To ensure your valuable possessions are fully protected, consider how personal property floaters can offer additional coverage for expensive belongings.

What Does Personal Property Floater Mean?

A personal property floater is a separate insurance policy designed to cover valuable items. The insured can set the coverage amount on a personal property floater to ensure that a valuable item is fully replaced if it is lost, damaged, or stolen. These floaters are commonly used to insure valuables such as jewelry, artwork, firearms, furs, silverware, and other expensive possessions.

Luxury Goods and Property Categories Covered

Here’s an example of what could happen if a luxury item covered by a typical homeowners’ policy is lost. Suppose you purchase a new watch for $8,500, and it is later stolen from your home. After accounting for depreciation, the watch is now worth $6,500, but your policy’s coverage limit is only $1,500. As a result, you would only receive $1,500 in compensation, even though the actual loss is much greater. This can lead to a significant financial setback for an unaware homeowner.

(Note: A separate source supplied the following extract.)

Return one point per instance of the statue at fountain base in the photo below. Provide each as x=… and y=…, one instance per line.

Such losses have led to the development of personal property floaters. This type of insurance is designed to cover valuable items no matter where they are located. Typical categories covered include jewelry, furs, cameras, musical instruments, silverware, golfing equipment, fine artwork, and collections of stamps and coins. These items are often scheduled in the policy.

This means that each item is individually described and assigned a value. Blanket coverage, which applies a limit to all items in a certain category, is also available for items such as cameras, golfing equipment, silverware, fine artwork, and stamp and coin collections.

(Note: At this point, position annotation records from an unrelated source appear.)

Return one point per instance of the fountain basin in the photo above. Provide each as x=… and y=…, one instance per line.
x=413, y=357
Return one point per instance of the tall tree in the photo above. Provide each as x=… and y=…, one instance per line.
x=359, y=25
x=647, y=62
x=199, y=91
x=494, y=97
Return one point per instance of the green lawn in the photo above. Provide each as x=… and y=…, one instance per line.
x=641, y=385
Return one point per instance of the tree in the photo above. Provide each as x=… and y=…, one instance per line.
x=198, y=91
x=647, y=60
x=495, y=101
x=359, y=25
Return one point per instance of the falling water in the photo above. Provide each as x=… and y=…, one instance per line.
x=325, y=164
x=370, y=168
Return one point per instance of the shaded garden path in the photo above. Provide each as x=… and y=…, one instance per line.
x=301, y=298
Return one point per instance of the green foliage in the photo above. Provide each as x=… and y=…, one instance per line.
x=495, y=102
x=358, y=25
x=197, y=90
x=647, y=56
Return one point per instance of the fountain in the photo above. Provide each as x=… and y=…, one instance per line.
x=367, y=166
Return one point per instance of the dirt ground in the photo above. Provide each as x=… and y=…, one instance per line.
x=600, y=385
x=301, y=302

Coverage Type, Limits, and Details

Silverware, as defined in a personal property floater policy, includes silver, gold, or platinum (or plated) flatware, hollowware, tea sets, and trays. Golfing equipment covers not only golf clubs, bags, and clothing but also the insured’s regular clothing stored in a locker at the golf course. Additionally, the coverage extends to golf balls lost due to fire and theft.

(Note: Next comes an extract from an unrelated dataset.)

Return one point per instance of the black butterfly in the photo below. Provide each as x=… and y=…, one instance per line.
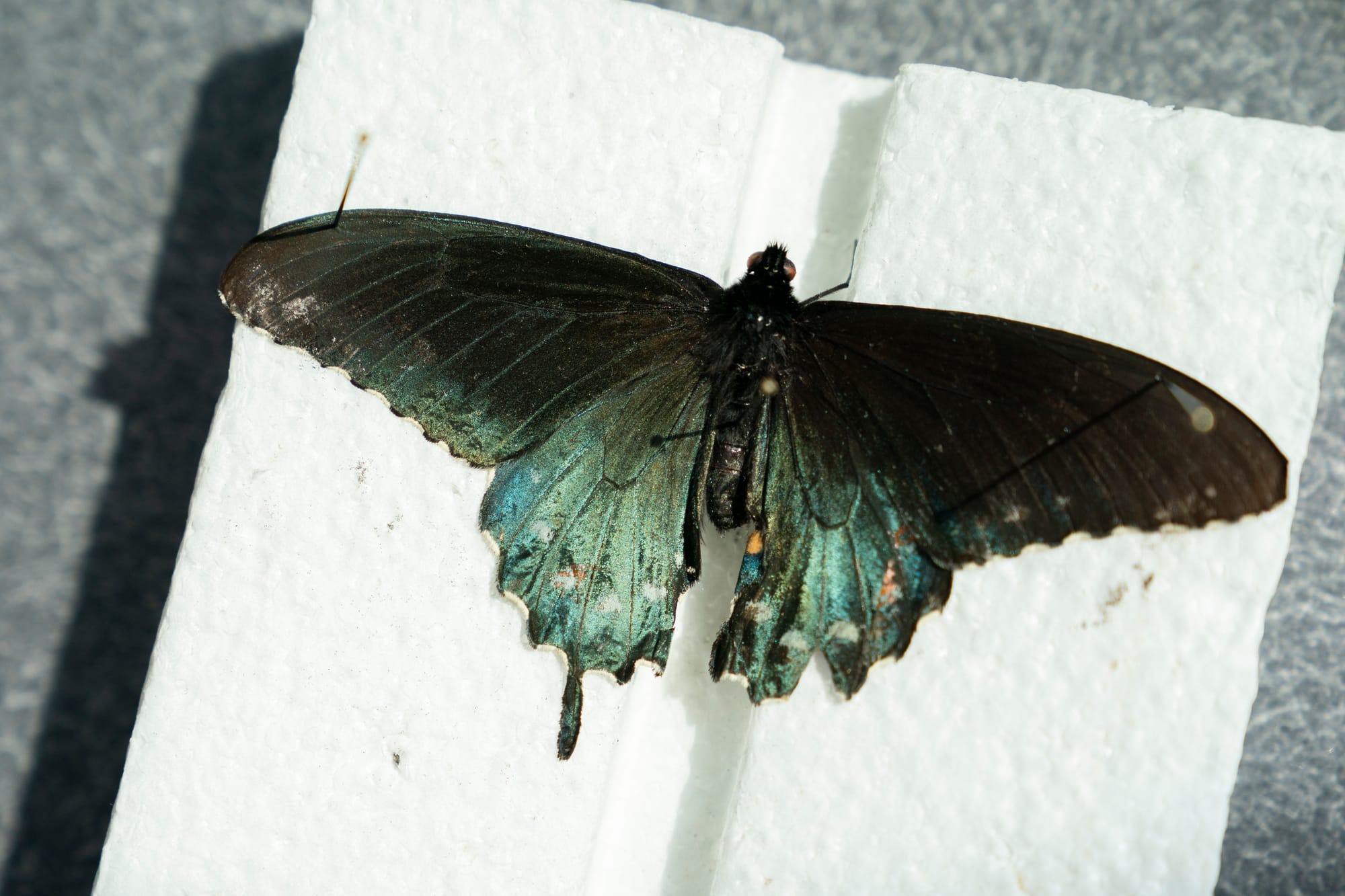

In some cases, you can opt for warranties to reduce the policy premium. For example, with coin or stamp collections, you might agree to keep at least 75 percent of the collection in a fireproof safe or vault with a combination lock when not in use or on display. For jewelry, you can warrant that certain items are stored in a safe deposit box in a bank vault and notify the insurer whenever you remove a piece of jewelry, paying an additional premium during that time.

If the personal property floater covers existing categories of property, any new items you acquire will be automatically covered up to a specified limit. For jewelry, furs, cameras, and musical instruments, the limit is 25 percent of the total coverage amount for each category or $10,000, whichever is less, and you must add the new items to the schedule within 30 days. For fine artwork, the limit is 25 percent of the category coverage, and you must add the items to the schedule within 90 days.

Claim Settlement

Depending on the policy form, losses are settled in one of two ways. Under the standard form, the item’s valuation is determined at the time of the loss, and the insurer will pay the lesser of the actual cash value, the cost to repair the item, the cost to replace the item with one substantially identical, or the insurance limit minus the deductible.

If the loss involves a pair or set of items, other than fine artwork, the insurer will either repair or replace the damaged item or pay the difference in actual cash value between the item’s value before and after the loss. For fine artwork, the insurer will pay the actual cash value, and the insured must surrender the remaining parts of the pair or set.

Under the agreed value form, the payment amount is established at the start of the policy. If a loss occurs, the insurer will pay the agreed value, and the insured must surrender any damaged property. If the insured wishes to keep the damaged property, they may buy it back from the insurer at the agreed price.

Conclusion

Personal property floaters are a valuable risk management tool. They offer broader coverage for the items mentioned above compared to a standard homeowners’ policy and can be tailored to cover specific categories of expensive items at a value that aligns with the insured’s actual needs.